Four, five, six and seven: four tiny elongated buttons beneath the screen. Two map to the Windows Mobile Smartphone softmenus, one takes you to the Today screen and one is a back button. Between them these buttons provide much of the required device control.
Of course, there is a camera built into the Xda IQ. Its 1.3 megapixels feel decidedly small in number, it lacks a flash, and you aren’t going to be able to use it for anything much more than snaps to keep on the phone or share over the air. But again the control system is fairly neat. A button on the upper right edge starts the camera rolling, and the front buttons are your way into the digital zoom (which you should clearly never use – ed.) to a maximum of 8x at the lowest (160 x 120 pixel) resolution and the various, predicable, image filters such as daylight, night, greyscale, sepia and cool. You can adjust brightness, saturation, hue and gamma manually if necessary.
The left edge has the volume rocker and holding down the bottom part of this starts the voice dialling software. Note, though, that you have to create voice tags before you can use them.

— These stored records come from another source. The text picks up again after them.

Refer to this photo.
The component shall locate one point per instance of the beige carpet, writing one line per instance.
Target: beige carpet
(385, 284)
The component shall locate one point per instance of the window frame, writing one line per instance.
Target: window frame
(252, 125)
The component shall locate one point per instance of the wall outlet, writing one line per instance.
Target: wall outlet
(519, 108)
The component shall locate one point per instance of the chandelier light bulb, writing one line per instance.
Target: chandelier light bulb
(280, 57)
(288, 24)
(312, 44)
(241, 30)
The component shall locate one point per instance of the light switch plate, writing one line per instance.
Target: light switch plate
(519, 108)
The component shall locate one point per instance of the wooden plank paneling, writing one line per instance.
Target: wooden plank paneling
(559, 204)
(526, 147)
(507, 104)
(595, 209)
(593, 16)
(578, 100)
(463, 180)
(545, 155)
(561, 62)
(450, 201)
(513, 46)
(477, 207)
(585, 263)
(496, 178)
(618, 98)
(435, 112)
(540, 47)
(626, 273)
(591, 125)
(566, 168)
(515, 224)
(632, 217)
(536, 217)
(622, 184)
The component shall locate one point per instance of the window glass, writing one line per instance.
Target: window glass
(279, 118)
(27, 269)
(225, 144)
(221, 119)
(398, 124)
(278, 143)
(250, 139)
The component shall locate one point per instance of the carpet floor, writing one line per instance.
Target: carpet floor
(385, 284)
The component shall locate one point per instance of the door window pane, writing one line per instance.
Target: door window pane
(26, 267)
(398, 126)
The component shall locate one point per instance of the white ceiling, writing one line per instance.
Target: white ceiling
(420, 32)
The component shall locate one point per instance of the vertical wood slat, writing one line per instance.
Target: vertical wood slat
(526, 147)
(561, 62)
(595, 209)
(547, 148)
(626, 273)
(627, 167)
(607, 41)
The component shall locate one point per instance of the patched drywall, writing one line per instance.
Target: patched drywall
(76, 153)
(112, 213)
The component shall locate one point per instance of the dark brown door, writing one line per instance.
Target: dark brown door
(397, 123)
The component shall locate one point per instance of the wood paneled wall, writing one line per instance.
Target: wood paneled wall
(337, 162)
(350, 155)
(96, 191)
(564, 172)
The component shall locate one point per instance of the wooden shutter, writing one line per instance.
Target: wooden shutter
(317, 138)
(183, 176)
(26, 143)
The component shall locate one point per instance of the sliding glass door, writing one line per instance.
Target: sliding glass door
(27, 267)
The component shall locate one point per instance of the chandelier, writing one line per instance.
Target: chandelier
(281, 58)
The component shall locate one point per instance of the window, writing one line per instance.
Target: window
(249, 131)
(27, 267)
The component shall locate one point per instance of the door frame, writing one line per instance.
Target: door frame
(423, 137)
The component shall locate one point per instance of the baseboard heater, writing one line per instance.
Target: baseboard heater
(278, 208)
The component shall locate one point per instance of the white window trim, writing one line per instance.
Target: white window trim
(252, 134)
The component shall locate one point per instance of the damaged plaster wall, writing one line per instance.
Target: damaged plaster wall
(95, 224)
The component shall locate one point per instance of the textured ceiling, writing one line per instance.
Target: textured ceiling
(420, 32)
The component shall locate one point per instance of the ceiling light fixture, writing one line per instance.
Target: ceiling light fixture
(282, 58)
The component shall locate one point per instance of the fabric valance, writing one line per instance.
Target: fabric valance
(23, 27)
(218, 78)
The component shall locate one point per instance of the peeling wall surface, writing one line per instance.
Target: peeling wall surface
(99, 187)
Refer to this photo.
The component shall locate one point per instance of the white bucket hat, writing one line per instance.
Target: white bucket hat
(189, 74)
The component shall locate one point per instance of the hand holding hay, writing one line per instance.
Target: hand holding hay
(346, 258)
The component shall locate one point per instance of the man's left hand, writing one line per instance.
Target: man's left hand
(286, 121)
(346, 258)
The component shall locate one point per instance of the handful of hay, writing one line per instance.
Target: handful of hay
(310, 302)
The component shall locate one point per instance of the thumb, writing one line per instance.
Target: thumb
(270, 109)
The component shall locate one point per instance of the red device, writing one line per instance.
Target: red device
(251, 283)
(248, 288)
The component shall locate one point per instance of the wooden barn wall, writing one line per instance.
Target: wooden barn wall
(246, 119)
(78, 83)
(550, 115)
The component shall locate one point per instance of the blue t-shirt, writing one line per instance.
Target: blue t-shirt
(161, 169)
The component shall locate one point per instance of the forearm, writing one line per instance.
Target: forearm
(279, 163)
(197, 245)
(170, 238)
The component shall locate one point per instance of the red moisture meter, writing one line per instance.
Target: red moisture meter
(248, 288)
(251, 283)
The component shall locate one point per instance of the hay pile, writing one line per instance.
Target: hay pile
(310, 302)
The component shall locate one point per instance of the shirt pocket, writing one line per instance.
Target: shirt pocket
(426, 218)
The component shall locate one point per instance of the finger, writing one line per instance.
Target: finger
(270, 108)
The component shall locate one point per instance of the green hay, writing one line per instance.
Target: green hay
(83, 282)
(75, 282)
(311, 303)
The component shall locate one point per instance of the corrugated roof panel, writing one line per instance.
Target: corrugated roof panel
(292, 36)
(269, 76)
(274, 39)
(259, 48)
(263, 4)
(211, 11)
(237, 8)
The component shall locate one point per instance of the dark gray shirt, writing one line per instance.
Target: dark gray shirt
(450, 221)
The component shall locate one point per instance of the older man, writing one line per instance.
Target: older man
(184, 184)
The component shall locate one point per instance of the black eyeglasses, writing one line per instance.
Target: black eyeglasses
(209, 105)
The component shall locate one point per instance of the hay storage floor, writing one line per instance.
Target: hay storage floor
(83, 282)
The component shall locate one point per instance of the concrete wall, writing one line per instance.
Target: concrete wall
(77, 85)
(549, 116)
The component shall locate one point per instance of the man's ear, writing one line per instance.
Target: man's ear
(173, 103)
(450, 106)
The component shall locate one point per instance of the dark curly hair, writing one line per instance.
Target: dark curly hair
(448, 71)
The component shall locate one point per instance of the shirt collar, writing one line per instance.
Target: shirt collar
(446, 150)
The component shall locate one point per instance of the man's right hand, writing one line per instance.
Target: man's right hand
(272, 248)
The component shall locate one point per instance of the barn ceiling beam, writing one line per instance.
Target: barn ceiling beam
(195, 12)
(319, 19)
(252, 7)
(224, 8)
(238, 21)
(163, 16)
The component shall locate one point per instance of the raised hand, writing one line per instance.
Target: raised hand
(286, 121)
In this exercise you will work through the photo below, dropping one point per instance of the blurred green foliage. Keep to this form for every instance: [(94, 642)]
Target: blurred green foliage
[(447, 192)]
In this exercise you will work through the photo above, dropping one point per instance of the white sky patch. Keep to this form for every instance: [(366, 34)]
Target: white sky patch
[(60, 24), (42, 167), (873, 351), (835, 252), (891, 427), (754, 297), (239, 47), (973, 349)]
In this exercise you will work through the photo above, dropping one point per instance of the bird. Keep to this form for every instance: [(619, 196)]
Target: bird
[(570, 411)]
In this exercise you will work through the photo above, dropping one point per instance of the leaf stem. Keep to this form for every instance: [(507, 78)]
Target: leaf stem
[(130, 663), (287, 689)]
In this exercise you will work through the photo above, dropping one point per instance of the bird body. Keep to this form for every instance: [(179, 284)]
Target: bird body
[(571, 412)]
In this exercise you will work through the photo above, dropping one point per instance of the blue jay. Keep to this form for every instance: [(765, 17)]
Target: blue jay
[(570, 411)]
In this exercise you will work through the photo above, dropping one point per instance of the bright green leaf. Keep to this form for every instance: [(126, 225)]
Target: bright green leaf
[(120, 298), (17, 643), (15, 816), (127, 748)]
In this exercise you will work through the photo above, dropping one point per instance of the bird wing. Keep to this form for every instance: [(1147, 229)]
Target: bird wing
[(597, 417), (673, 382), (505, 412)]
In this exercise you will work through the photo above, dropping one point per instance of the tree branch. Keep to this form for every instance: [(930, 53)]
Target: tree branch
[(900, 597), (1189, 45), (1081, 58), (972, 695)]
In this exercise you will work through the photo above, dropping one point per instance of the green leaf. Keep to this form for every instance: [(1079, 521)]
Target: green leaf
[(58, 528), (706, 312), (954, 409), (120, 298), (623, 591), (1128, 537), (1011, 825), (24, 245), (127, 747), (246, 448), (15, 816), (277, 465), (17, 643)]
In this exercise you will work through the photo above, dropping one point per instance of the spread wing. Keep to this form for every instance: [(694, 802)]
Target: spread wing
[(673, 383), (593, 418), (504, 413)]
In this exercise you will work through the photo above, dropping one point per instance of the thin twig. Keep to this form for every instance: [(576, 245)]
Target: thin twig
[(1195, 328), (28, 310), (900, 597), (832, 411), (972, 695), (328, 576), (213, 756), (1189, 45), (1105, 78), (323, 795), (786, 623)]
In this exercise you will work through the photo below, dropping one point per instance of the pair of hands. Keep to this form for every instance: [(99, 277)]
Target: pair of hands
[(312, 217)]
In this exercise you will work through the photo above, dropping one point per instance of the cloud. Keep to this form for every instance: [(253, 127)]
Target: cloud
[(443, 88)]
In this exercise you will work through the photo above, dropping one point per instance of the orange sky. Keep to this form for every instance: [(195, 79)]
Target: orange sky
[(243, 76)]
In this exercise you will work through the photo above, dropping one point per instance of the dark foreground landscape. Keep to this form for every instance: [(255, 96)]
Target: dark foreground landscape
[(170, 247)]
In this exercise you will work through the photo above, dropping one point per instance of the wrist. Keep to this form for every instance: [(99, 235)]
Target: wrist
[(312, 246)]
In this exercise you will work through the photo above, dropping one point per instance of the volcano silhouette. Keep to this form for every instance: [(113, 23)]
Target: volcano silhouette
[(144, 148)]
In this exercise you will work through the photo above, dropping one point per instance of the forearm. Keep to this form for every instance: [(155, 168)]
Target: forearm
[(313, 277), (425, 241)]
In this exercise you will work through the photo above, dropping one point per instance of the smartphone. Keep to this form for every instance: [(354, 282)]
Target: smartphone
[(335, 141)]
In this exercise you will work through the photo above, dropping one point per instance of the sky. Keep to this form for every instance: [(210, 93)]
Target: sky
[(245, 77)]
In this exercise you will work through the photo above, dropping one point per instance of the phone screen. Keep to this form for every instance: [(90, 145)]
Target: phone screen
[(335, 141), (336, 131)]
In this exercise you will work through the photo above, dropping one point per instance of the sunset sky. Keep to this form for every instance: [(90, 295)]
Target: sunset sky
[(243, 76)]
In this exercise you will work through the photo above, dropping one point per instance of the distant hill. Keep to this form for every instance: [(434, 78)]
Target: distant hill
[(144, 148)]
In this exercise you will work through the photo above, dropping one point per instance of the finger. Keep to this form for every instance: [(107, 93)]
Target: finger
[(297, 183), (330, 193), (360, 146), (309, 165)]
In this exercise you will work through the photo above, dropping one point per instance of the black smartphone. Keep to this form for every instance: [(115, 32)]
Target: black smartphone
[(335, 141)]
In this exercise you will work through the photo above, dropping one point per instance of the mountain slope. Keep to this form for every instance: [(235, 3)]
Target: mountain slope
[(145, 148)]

This edge also has a button for controlling all aspects of wireless communication in a feature Windows Mobile 5.0 calls Comm Manager. Press it and you can, for example, turn Bluetooth and Wi-Fi on and off, mute the ringer, set vibrate mode on and off and turn the SIM off completely.
Synchronisation and battery charging come courtesy of a mini USB cable which is just the kind of standardisation I like. But the headphones connector is a 2.5mm type when I prefer 3.5mm, and is located on the bottom edge of the casing when it should, for best ergonomics, be on the top.